Paylaş
İşte, DYP ile ANAP’ın DP çatısı altında birleşme girişimlerinin gelip dayandığı nokta.
CHP-DSP birleşmesi görünürde farklı. Ama sadece görünürde. Aday listeleri açıklandığında görüldü ki, DSP’lilere “seçilebilir” sayılan yerlerden yapılan “rezervasyon” 13 kadar. DSP’liler, CHP listesinden seçilseler bile, parlamentoda grup kuracak sayıya erişemeyecekler.
Bunun için ya bugüne kadar Deniz Baykal’a karşı ustaca “takiyye” yapan 7-8 CHP’li bulmaları gerekecek ya da belki onlar “koltuk cazibesi”ne kapılıp, Bülent Ecevit’in kemiklerini sızlatarak, CHP içinde eriyecekler.
Ne olursa olsun, bir CHP-DSP birleşmesinden ya da “medya”nın keyfi ve isabetsiz değerlendirmesiyle “solda birlik”ten söz edecek durumda değiliz. Nitekim, eli bu CHP’ye asla gitmeyecek olan ve solculuğu tartışmasız birçok insanın bağımsız adaylara yönelmesi ve bağımsız adayların şansının bundan önceki seçimlere oranla en fazla olacağı bir seçim zeminine doğru yol alıyoruz.
“Siyaset mühendisliği”nin “büyük trajedisi”nin yaşandığı asıl alan, “merkez-sağın çöküşü” diye nitelendirilen DYP-ANAP “nişanı”nın kavgalı bir şekilde sona ermesi. Türkiye’de “siyaset mühendisliği” -medyanın da yapay yorumlarından beslenerek- sosyolojiye itibar etmek yerine, aritmetikle uğraştığı için, bir kez daha tökezledi.

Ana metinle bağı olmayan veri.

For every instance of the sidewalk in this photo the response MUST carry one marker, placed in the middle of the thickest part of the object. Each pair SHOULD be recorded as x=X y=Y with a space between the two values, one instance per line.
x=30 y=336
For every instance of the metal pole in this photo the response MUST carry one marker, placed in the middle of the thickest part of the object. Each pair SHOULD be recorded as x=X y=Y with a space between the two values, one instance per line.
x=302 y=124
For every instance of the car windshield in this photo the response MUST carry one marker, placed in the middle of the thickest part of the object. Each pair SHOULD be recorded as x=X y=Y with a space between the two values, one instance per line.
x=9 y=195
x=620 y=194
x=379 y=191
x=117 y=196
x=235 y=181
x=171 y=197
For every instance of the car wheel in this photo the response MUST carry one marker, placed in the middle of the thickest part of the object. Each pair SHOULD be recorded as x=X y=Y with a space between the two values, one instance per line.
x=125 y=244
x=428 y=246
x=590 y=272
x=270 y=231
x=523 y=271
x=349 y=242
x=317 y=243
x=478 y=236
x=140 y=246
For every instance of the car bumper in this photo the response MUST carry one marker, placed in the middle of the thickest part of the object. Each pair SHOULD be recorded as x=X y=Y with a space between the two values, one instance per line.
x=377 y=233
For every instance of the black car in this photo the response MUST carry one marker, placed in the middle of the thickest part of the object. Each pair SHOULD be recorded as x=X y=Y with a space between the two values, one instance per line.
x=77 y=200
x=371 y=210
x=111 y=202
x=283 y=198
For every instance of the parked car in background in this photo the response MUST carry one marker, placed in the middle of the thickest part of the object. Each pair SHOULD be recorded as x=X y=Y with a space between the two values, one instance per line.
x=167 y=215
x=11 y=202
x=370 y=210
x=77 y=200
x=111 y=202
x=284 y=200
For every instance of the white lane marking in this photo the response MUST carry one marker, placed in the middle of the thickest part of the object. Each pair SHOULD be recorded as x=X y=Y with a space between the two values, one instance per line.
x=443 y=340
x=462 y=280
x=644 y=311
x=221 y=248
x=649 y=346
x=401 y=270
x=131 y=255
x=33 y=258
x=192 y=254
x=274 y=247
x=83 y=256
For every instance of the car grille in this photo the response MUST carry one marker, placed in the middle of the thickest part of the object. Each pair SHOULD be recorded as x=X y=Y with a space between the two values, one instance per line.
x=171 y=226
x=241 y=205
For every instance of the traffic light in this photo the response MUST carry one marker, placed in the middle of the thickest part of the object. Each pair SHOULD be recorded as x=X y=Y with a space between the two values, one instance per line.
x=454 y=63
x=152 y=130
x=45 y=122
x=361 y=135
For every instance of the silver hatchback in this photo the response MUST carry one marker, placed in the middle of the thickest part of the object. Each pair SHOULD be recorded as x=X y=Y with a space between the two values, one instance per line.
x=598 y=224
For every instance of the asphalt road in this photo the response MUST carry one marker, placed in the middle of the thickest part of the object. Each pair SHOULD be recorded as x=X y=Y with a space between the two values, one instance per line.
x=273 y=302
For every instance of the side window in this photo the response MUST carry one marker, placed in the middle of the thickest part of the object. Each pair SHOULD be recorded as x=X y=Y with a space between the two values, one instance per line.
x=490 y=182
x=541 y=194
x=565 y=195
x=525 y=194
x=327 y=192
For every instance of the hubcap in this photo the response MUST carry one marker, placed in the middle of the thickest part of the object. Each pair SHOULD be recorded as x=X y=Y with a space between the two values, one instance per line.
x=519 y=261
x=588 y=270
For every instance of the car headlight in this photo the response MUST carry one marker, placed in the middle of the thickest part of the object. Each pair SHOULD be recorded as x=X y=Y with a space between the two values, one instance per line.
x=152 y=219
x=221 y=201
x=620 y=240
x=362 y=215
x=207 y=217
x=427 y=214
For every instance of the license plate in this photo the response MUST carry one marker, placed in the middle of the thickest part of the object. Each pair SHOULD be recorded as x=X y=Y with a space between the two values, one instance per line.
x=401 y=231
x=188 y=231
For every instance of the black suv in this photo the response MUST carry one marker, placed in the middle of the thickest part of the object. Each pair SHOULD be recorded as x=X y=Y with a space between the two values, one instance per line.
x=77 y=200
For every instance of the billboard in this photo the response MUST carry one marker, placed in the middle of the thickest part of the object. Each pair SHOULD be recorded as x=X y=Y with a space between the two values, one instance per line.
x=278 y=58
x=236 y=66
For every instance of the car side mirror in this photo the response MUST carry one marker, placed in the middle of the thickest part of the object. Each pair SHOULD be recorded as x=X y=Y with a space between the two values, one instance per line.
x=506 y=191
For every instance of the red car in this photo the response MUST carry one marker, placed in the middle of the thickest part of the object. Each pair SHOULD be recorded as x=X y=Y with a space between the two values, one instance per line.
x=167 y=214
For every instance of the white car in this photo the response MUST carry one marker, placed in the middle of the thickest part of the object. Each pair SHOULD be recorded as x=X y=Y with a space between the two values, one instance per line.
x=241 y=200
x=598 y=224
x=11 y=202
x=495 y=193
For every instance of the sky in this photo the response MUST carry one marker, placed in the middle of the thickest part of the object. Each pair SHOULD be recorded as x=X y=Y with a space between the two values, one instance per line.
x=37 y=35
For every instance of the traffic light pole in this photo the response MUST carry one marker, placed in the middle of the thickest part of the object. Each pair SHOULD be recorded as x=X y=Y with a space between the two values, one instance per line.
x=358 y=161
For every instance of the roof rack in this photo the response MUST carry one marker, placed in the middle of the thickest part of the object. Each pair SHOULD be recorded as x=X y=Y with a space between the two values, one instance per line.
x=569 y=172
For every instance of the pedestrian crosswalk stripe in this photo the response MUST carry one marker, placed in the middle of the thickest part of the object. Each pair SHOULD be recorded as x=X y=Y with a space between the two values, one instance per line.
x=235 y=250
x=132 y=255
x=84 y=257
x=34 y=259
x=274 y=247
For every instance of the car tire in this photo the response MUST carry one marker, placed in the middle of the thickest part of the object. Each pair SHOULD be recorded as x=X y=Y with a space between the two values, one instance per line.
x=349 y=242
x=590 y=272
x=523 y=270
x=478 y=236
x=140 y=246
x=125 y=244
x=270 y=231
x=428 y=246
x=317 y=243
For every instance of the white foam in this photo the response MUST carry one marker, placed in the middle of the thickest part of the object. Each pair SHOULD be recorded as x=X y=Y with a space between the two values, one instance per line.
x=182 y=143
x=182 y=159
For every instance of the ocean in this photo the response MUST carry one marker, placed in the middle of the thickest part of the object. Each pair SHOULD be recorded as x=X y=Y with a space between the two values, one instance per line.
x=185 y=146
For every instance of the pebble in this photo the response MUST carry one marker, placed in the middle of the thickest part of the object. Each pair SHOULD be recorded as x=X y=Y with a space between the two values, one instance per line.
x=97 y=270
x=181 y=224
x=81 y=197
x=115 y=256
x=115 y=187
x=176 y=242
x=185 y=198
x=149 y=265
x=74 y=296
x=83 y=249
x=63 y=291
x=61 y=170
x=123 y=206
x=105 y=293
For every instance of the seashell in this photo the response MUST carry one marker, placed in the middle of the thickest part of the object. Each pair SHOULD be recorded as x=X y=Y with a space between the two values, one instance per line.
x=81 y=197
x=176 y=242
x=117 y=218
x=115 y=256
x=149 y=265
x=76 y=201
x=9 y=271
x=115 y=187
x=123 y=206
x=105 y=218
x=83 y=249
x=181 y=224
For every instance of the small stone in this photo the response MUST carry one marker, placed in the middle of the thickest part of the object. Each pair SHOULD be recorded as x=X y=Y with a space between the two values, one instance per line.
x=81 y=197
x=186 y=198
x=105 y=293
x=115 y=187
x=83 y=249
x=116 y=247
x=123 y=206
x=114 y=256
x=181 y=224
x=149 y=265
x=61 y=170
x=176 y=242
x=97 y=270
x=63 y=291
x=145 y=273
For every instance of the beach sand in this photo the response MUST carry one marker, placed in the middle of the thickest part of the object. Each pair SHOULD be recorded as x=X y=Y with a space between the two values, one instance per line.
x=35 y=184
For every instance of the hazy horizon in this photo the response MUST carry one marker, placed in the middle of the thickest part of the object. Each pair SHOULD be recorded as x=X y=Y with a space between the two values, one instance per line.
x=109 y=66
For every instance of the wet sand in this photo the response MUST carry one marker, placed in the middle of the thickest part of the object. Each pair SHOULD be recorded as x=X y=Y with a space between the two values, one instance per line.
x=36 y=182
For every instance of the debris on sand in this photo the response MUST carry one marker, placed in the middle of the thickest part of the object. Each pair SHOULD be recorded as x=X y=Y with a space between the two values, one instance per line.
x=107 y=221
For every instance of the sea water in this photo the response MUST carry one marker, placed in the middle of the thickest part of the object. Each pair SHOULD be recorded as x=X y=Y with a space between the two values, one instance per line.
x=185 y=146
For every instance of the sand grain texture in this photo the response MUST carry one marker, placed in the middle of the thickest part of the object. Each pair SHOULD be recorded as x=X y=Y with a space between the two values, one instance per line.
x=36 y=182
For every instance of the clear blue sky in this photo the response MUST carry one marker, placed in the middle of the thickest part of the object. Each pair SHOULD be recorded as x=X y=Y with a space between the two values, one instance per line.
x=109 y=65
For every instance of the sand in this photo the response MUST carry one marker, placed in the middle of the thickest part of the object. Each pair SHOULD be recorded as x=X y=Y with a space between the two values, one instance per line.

“Merkez-sağ” denilen siyaset zeminindeki sorun, “bölünme” ya da bir başka deyişle “birleşememe” sorunu değildi. Bütün bir 1990’lı yılları, 1980 askeri darbesinin ürünü olan, “sağda ve solda bölünme” tartışmaları ve bazı partilerin birleşmesi gereğinin vurgusunun yapılmasıyla geçirdik. Bu tartışmalara noktayı halk, 2002 yılında koydu oysa.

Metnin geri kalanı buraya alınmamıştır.